Today I looked up the student evaluations from a class that I recently taught. Out of 21 students, 8 responded. And of those eight, one of them (who, mind you, earned an A- in the course) absolutely savaged me in her evaluation.
It’s disheartening, because the other students (the ones who bothered to complete the eval, that is) left really encouraging feedback. One said:
“He is a great, knowledgeable professor and really set the “tone” for SNHU for me! This is my first class at this university and I am extremely impressed and have recommended SNHU to many people. I hope that my professors to follow are just as great as this one was. Wish I could have him for all of my courses!”
“Professor England is an EXCELLENT instructor. He is fair and holds you to the rubric. I found myself working just that much harder and trying to get that better grade. He is available and willing to help you improve your skills no matter what level you are at. Now every time I write a sentence I stop and really look at it to make sure it is precise and concise. I really appreciated his “tough” grading-he made me a better writer, and I am still trying to improve! Thank You Professor England for all your help!”
“Dr. England has been an incredible instructor and hands down the best instructor I’ve had thus far. He demonstrates everything a professor should be and I have learned so much about this course and myself during these 8 weeks! He never gave up on me and pushed me to be my best self, especially when I wasn’t so confident in myself.”

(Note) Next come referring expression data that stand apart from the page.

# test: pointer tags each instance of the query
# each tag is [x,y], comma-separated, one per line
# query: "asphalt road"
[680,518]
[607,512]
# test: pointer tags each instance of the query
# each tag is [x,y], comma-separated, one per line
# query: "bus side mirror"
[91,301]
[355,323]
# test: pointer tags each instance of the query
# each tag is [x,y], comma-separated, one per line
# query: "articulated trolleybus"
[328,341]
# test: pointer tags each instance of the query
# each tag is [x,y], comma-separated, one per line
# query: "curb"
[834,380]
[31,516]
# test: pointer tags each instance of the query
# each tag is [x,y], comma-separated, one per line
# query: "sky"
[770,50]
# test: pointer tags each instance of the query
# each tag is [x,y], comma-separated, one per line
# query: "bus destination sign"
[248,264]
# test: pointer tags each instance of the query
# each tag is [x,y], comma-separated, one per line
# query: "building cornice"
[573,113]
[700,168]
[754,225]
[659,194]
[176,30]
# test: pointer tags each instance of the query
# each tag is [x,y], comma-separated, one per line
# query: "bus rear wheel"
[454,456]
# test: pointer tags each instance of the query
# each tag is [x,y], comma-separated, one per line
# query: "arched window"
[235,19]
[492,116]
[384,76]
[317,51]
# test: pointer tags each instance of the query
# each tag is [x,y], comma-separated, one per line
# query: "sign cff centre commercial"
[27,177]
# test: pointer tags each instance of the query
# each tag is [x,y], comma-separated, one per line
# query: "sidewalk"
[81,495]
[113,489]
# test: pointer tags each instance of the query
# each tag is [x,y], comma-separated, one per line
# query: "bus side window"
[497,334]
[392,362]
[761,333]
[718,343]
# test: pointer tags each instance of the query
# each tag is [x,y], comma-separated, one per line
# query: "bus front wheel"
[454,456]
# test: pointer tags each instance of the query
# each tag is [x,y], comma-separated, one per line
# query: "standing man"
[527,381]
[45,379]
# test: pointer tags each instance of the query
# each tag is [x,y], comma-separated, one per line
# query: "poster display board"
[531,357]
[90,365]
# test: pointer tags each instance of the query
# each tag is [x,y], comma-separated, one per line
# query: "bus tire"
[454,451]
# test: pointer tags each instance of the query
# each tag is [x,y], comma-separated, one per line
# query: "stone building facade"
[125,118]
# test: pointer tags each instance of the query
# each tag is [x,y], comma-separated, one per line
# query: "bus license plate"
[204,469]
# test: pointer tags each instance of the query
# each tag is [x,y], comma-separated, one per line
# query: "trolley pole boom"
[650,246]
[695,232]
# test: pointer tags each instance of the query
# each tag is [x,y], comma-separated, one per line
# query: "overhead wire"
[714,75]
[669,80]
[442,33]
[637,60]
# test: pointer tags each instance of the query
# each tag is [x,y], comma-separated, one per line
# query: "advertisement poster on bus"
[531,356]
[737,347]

I read these, and I feel good about the contribution that I made. I feel like I helped these students advance in their education, and that because of my influence, they’ve become better students and will be better working professionals.
And then I read the scathing feedback from the one student who resented being told that she needed to try again on the first major assignment, because she didn’t answer the assignment questions. I think of the hours I spent giving her detailed feedback, giving her additional chances to submit re-work without penalty, of the encouragement and guidance I provided… and it’s hard not to feel like I wasted my time. Those were hours that I could have spent working with other students, or heaven forbid, spending time with family and friends.
I know it’s silly, and that one disgruntled person’s opinion doesn’t make or break the impact that I have in the classroom. But as someone who’s on the job market for a full-time academic post, it’s so discouraging to now have my average evaluation score brought down dramatically because I got few responses, and just one of them was awful.
Friends in academia, any words of wisdom here?